Pada prinsipnya, keputusan ini dilatarbelakangi oleh beberapa hal, yakni (1) Konstituante bersama-sama pemerintah gagal menyusun dan menetapkan suatu UUD yang baru sebagaimana dimandatkan Pasal 134 UUDS 1950; (2) situasi politik tak stabil karena banyaknya partai politik dan terjadinya tarik-menarik ideologi yang menyebabkan jalannya pemerintahan jadi tidak stabil. Selain itu, (3) munculnya desakan dari berbagai pihak, termasuk TNI dan rakyat, agar Indonesia kembali memberlakukan UUD 1945.
Sebagaimana kita ketahui, Pasal 134 UUDS 1950 menyatakan: ”Konstituante (Sidang Pembuat Undang-Undang Dasar) bersama-sama dengan Pemerintah selekas-lekasnya menetapkan Undang-Undang Dasar Republik Indonesia yang akan menggantikan Undang-Undang Dasar Sementara ini.”
Dengan demikian, Konstituante merupakan badan perwakilan rakyat yang dibentuk khusus untuk menyusun UUD baru. Tugas utamanya merumuskan UUD (konstitusi) yang lebih permanen, untuk menggantikan UUDS 1950 yang sesuai dengan namanya bersifat sementara. Pasal 134 UUDS 1950 secara tegas mengamanatkan bahwa Konstituante, bersama dengan pemerintah, harus segera menyusun UUD baru.
Kegagalan Konstituante
Meski demikian, Konstituante yang terbentuk setelah diselenggarakannya pemungutan suara kedua dari Pemilu 1955 pada 15 Desember 1955 itu ternyata tidak berhasil mencapai kesepakatan dalam menyusun UUD yang baru.
Hal ini menyebabkan diterbitkannya Dekrit Presiden 5 Juli 1959 yang berdasarkan Keppres No 150/1959 tentang Kembali Kepada Undang-Undang Dasar 1945, substansinya adalah sebagai berikut: (1) menetapkan pembubaran Konstituante; (2) menetapkan UUD 1945 berlaku lagi bagi segenap Bangsa Indonesia dan seluruh tumpah darah Indonesia, terhitung mulai hari tanggal penetapan dekrit ini.
Kemudian, (3) pembentukan Majelis Permusyawaratan Rakyat Sementara (MPRS), yang terdiri atas anggota-anggota Dewan Perwakilan Rakyat ditambah utusan-utusan dari daerah-daerah dan golongan, serta pembentukan Dewan Pertimbangan Agung Sementara (DPAS), akan diselenggarakan dalam waktu yang sesingkat-singkatnya. Beberapa implikasi dari diterbitkannya dekrit itu adalah: (1) berakhirnya sistem parlementer dan dimulainya sistem quasi-presidensial di bawah UUD 1945; (2) lahirnya demokrasi terpimpin di Indonesia; dan (3) meningkatkan kekuasaan presiden secara signifikan.

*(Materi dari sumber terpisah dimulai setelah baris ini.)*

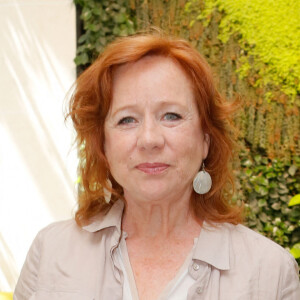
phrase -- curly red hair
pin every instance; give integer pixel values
(90, 104)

Dalam perjalanannya, meski secara hukum dianggap dilakukan di luar prosedur hukum formal, dekrit ini dianggap sebagai langkah penyelamatan negara dari kekacauan konstitusional. Pada awalnya, terbitnya dekrit menimbulkan pro-kontra terkait keabsahannya.
Bung Hatta (Wakil Presiden RI 1945-1956) dan Prawoto Mangkusasmito (Wakil Ketua Konstituante dari Partai Masyumi) berpandangan dekrit tersebut inkonstitusional dan merupakan suatu kudeta. Meskipun prosedur pemberlakuan dekrit ini dilakukan melalui hukum tata negara darurat (staatsnoodrecht), tetapi kemudian ia diterima secara politis dan mendapatkan legitimasi secara de facto maupun de jure.
Peranan Wirjono dan penyesalan Wilopo
Meskipun bukan sebagai pengambil keputusan utama, Prof Wirjono Prodjodikoro (Menteri Kehakiman 1957-1959; dan Ketua Mahkamah Agung 1966-1968) memiliki peranan penting dalam proses penyusunan dekrit.
Ketika menjabat sebagai Menteri Kehakiman dalam Kabinet Karya di bawah Perdana Menteri Djuanda, ia mendukung langkah diberlakukannya kembali UUD 1945 karena Konstituante cenderung gagal dalam mengesahkan konstitusi baru. Ia melihat bahwa keadaan darurat memerlukan suatu solusi luar biasa yang bisa dibenarkan dalam keadaan kekacauan politik saat itu.
Ia dianggap telah memberikan suatu interpretasi konstitusional yang membenarkan (menjustifikasi) bahwa Presiden memiliki kekuasaan untuk mengambil tindakan demi keselamatan negara. Sebagai seorang pakar hukum tata negara dan pejabat tinggi negara di bidang hukum, ia memberikan pembenaran hukum dan dorongan untuk kembali ke UUD 1945, ketika sistem parlementer dianggap gagal.
Frasa dalam naskah dekrit yang dinilai dijustifikasi oleh pemikiran Wirjono itu antara lain sebagai berikut: ”Bahwa dengan dukungan bagian terbesar rakyat Indonesia dan didorong oleh keyakinan kami sendiri, kami terpaksa menempuh satu-satunya jalan untuk menyelamatkan Negara Proklamasi”.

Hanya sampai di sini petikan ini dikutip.